В школе два раза в год (1 Мая и 7 Ноября) мы ходили на демонстрации. Что интересно, 9 Мая – День Победы до 1965 года был обычным рабочим днем, и никак не отмечался. Однако, фронтовики, включая нашего папу, который защищал Ленинград и прошел с боями до Берлина и Праги, этот день считали праздником, и как-то обязательно отмечали. Мама в последние годы войны работала медсестрой в эвакогоспитале, и всегда считала этот день самым большим праздником. И только в 1965 году День Победы стал праздничным днем, фронтовики на законных основаниях надели свои боевые награды, и вышли на улицы. С какого класса нас стали посылать на демонстрации, я не помню, но в первом классе точно не ходили – были еще маленькие. Явка на демонстрацию была строго обязательной, и нужно было нести флаги и портреты руководителей страны. Собственно говоря, демонстрация – это шествие по главной улице, мимо трибуны с руководителями района и города, аналогично шествию «Бессмертный полк», которое проводится в настоящее время.

Когда мы учились в 4 классе, наша учительница Татьяна Трофимовна стала выявлять добровольцев, чтобы сделать дополнительный транспарант к предстоящей демонстрации 1 Мая, и мы с Сашей Малаховским вызвались это сделать, и сделали. Цифры и буквы вырезали лобзиком из фанеры, покрасили красными чернилами, и собрали в единую конструкцию. Никто нам не помогал, только палку нам дали в школьной столярной мастерской.
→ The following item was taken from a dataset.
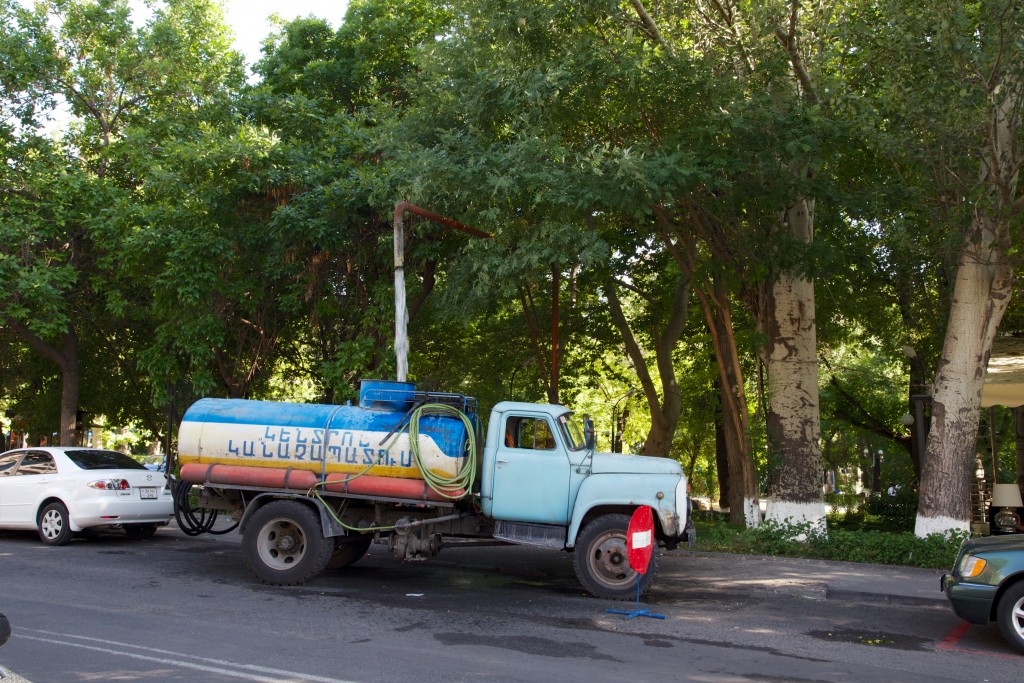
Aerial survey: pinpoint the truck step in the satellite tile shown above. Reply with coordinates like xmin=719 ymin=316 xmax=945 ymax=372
xmin=495 ymin=520 xmax=565 ymax=550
Кстати, работать лобзиком меня научил мой двоюродный брат Саша, который привез лобзик в Тулун. Поближе познакомившись с Малаховским, мы совершили с ним дружеский обмен. Я отдал ему альбом с марками, которые собирал несколько лет, а он отдал мне гранату Ф-1 (лимонку) без взрывателя, которую я припрятал где-то дома. На гранату случайно наткнулся папа, и безжалостно закинул ее в озеро. Результат – ни альбома, ни гранаты. Несколько лет назад Малаховский, который живет на Украине, нашел меня в «Одноклассниках», и был этому очень рад. Мы переписывались, перезванивались, он обещал приехать повидаться, но потом связь по какой-то причине прервалась. Еще большим шиком считалось выпустить голубей на демонстрации во время прохождения мимо трибуны. У соседей была голубятня, и я в какой-то праздник выпросил у Лёньки пару голубей, которых засунул за отворот демисезонного пальто (было довольно холодно). Голуби там смирно отсидели, и я их с гордостью выпустил, а они полетели в свою голубятню. Когда я пришел домой и разделся, оказалось, что вся моя одежда запачкана голубиным пометом, который с трудом отчистили и отстирали.